Malik leaned in to steal a kiss, and something in Drystan snapped.

Before he could think, Drystan sped across the space between them, jerked Malik back, and hurled him at the wall with such fury that he sent the other man flying.

His cousin smacked against the wall before sliding down its surface, a crack marring the spot where he’d slammed into it. The force of such a hit might have killed a normal man, but only a trickle of blood seeped from Malik’s lips to drip down his chin.

Drystan’s fingers curled and uncurled at his side. His breaths came sharp and quick as he stepped in front of Ceridwen, attempting to block her view of what he’d done—the damage he’d almost brought upon her as well. Malik could have easily grabbed her and pulled her with him. The pain it would have caused her was unthinkable. He shuddered before letting out a cry of anguish that was almost a roar.

The fact that Malik hadn’t grabbed her, had almost seemed to anticipate what he’d do, was the only reason Drystan didn’t stalk across the marble floor and do even worse.

Malik touched his lips, his fingers coming away red. Laughter with a maniacal edge slipped from him as he beheld the blood and then looked at Drystan.

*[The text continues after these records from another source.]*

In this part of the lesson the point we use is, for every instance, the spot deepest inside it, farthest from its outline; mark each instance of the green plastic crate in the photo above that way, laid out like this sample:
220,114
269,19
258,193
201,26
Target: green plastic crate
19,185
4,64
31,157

“Well,” Malik began, pushing off the wall and sending a small shower of rubble tumbling to the floor. “I think we’ve established that the girl is not nothing after all.”

Chapter 18

Ceridwen

The steaming water should have soothed her, but no matter how Ceridwen scrubbed, the feeling of Malik’s gaze or his hands on her could not be washed away. Her blood ran cold despite the wet warmth cocooning her in the tub.

Drystan had thrown Malik against the wall with more force than a man should be able to muster. Another reminder that even though they’d shared a kiss, he was a noble, different, and she was just her, a poor commoner living in a city at the edge of the kingdom. There could be nothing between them.